Simple, Affordable, Delicious Culinary Creations
Carnivore Pizza - a gluten free crowd pleaser!

Experience the Delightful Texture and Flavor of Carnivore Pizza: A Simple Yet Delicious Recipe!
With a great bready pizza texture, carnivore pizza is not only easy to make, but also taste great!
The crust is crispy around the edges and a perfect chewy in the center.
🛒 Ingredients
CRUST:
- 40 grams pork rinds (1.25 cups crushed)
- 130 grams grated cheese (1.3 cups)
- 2 large eggs
TOPPINGS:
- Pepperoni, sausage, chicken, or anything you like on your pizza, in the quantity you prefer!
👩🍳 Instructions
- Preheat oven to 350°F.
- Blend all ingredients in a food processor.
- You can add seasonings of choice to your pizza "dough". Italian seasoning, crushed red pepper flakes, etc.
- Spread mixture onto a silicon lined (or parchment lined) baking sheet. The texture should be similar to mashed potatoes. Just spread out into desired pizza shape about 1/2 inch thick.

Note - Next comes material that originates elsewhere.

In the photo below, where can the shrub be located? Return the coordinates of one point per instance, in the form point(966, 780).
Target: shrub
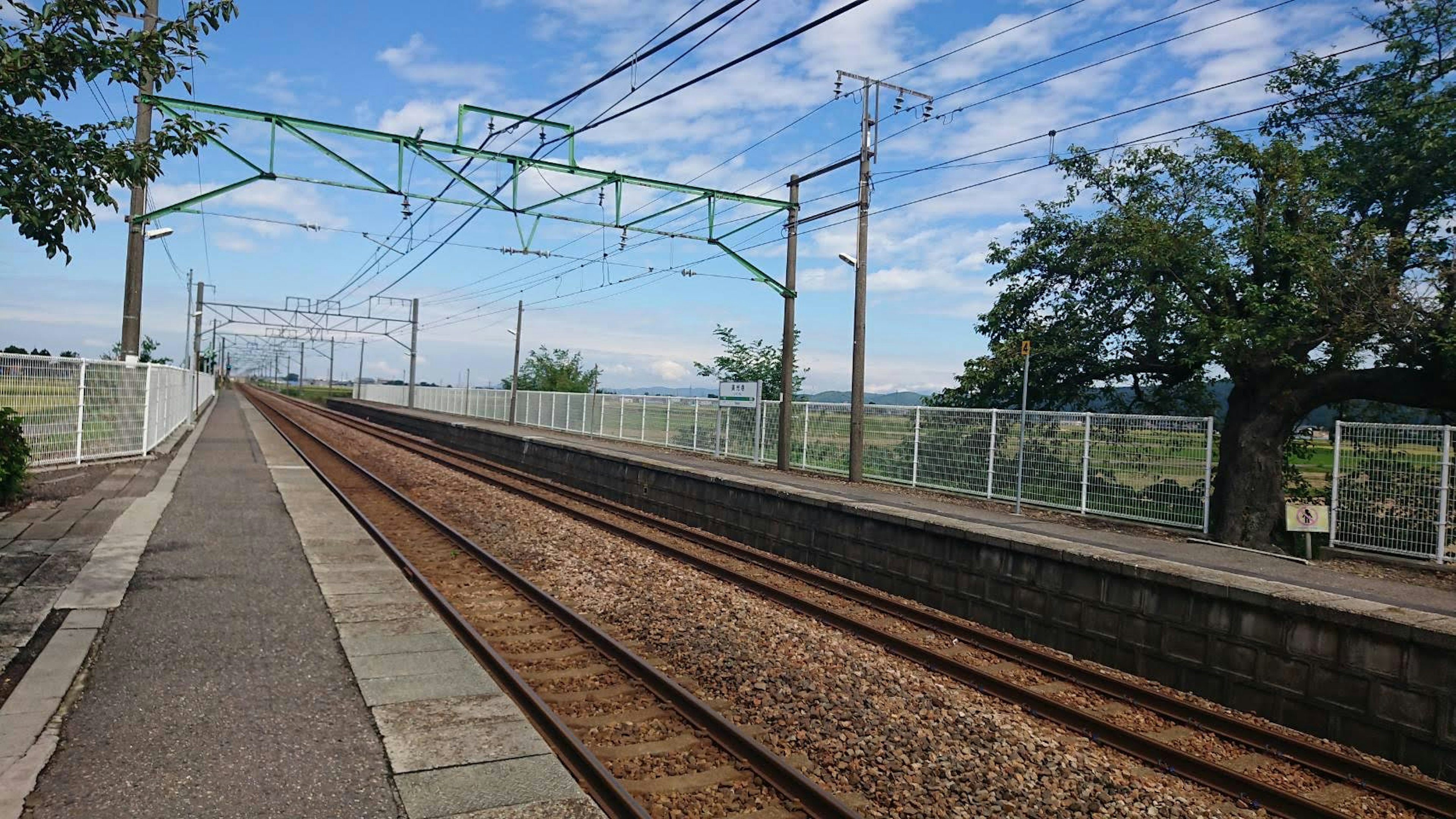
point(15, 454)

- Bake for approximately 18 mins. Remove from oven. Using a spatula, flip the crust, return to oven, and cook for approximately 5 more mins.
- Remove from oven and add toppings of choice. Return to oven for a few more mins to thoroughly heat all toppings and melt any cheese (if added). Watch the pizza closely at this stage to ensure the ends of the crust do not burn.
@autumnallyear.us #glutenfree, #grainfree, #nutfree #pizza! Compliant with a #ketodiet. Mostly #Carnivore
Recipes (minus the onion). And 100% #delicious ♬ original sound - AutumnAllYear.us
🔄 Optional Add-Ins & Variations
- Want more flavor in your crust? Toss in your favorite seasoning! I love using Italian Seasoning.
- This crust is super forgiving. I’ve made it with just one egg for a crispier, cracker-like texture. Two eggs make it a little more bready. Both work great—just depends on your vibe!
- Use whatever shredded cheese you’ve got. I usually go with Colby Jack or mozzarella. Cheddar works too—it’s a little greasier but still tasty. Just avoid anything too wet like fresh mozzarella, which can make the crust soggy.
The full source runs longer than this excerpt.